No comunicado interno, a que o ECO
teve acesso, Lacerda escreveu:
“Como anunciámos nos últimos meses, a
reengenharia e readaptação das operações a uma nova realidade de mercado e
dimensão de procura será absolutamente central na Estratégia dos CTT. Temos um
objetivo de, a par com reforçar a qualidade no cumprimento dos critérios
definidos, introduzir no médio prazo cerca de 25 milhões de euros de poupança
nos custos operacionais associados a um ambicioso programa de
investimentos. O momento em que estamos aparece assim como o
adequado a uma transição de um ciclo de gestão.”.
E o momento para os CTT é este: o grupo terá fechado 2017 com um lucro de
38,66 milhões de euros, menos 40% face ao resultado líquido obtido um ano
antes, segundo as estimativas os analistas sondados pela Reuters.
Na comunicação enviada aos trabalhadores, Lacerda sublinhou o “contributo
ímpar [de Hernâni Santos] para a evolução e afirmação dos CTT como um operador
de referência no panorama internacional”. Por isso, percebe-se o cuidado com a
transição na chefia da área de operações, que tem o pelouro dos transportes,
tratamento e distribuição de correio, e que o próprio CEO espera que
seja “suave” e que promova uma “passagem de conhecimento” para o sucessor.
Trata-se de uma sucessão muito particular em que “Hernâni terá
nela um papel fundamental”, estando “a decorrer um processo de recrutamento
externo para a sua substituição”.
Lacerda remata a comunicação aos trabalhadores dizendo que, “como é óbvio,
a autoridade Hernâni nas suas funções manter-se-á intacta até à sua saída
efetiva, que prevemos que ocorra neste primeiro semestre de 2018”.
A empresa CTT tem cerca de 10.000 trabalhadores.
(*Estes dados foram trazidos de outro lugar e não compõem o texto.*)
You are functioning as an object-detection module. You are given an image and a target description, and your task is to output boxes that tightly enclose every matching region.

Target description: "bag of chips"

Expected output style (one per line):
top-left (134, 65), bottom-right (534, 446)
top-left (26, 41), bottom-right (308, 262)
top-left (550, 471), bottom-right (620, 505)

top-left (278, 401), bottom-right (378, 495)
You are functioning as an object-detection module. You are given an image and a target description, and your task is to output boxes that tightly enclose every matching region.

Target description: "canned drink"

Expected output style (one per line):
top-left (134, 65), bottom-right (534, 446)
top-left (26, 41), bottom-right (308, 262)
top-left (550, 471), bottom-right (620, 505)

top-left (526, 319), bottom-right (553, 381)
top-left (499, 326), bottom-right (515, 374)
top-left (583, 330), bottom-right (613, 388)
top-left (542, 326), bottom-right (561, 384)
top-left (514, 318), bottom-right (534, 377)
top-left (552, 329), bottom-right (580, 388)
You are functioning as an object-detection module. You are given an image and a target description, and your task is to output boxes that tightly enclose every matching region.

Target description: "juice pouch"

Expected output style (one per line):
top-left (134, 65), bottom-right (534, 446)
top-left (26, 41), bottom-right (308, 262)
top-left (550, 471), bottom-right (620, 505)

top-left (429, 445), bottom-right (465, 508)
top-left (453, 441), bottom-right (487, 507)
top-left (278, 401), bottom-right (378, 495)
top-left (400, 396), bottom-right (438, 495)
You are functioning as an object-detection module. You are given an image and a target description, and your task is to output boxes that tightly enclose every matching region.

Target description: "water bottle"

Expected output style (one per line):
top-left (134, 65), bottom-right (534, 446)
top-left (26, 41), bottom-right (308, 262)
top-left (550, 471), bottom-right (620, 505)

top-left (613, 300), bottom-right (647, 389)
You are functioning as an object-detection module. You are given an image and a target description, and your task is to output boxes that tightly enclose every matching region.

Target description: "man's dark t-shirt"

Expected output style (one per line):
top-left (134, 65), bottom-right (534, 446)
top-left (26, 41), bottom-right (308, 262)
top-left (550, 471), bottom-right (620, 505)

Cerca de 7.000 trabalham
precisamente na área dos transportes, tratamento e distribuição. Além de
diretor das Operações, Hernâni Santos ocupa ainda vários cargos enquanto vogal
no conselho de administração de várias empresas do grupo: CTT Contacto, Mailtec
Comunicação e Mailtec Consultoria. Abandona agora o operador postal 38 anos
depois.
***
É caso para continuar a perguntar porque se fez uma privatização dum
serviço essencial no país – e sobretudo porque é que se fez tal operação através
da dispersão em bolsa – com uma longa tradição e uma competência global
reconhecida. Está visto que o mito de que os privados gerem melhor que os
gestores públicos não tem consistência. Tudo depende do grau de exigência que se
impõe e dos mecanismos de monitorização que sejam adotados.
Os administradores souberam satisfazer a ambição dos acionistas, mas não
souberam encarar a concorrência. E, no atinente ao banco, limitaram-se a
aproveitar a rede estruturada a nível nacional, mas eliminando todos os
segmentos não suscetíveis de gerar lucro.
Não pondo totalmente de lado a capacidade de uma entidade privada em restar
um serviço de interesse público, devo dizer que a vigilância estatal deve ser
apertada e urgir o cumprimento dos deveres que a índole do serviço requer. Isto
é o que não tem ido feito! E irá ser feito?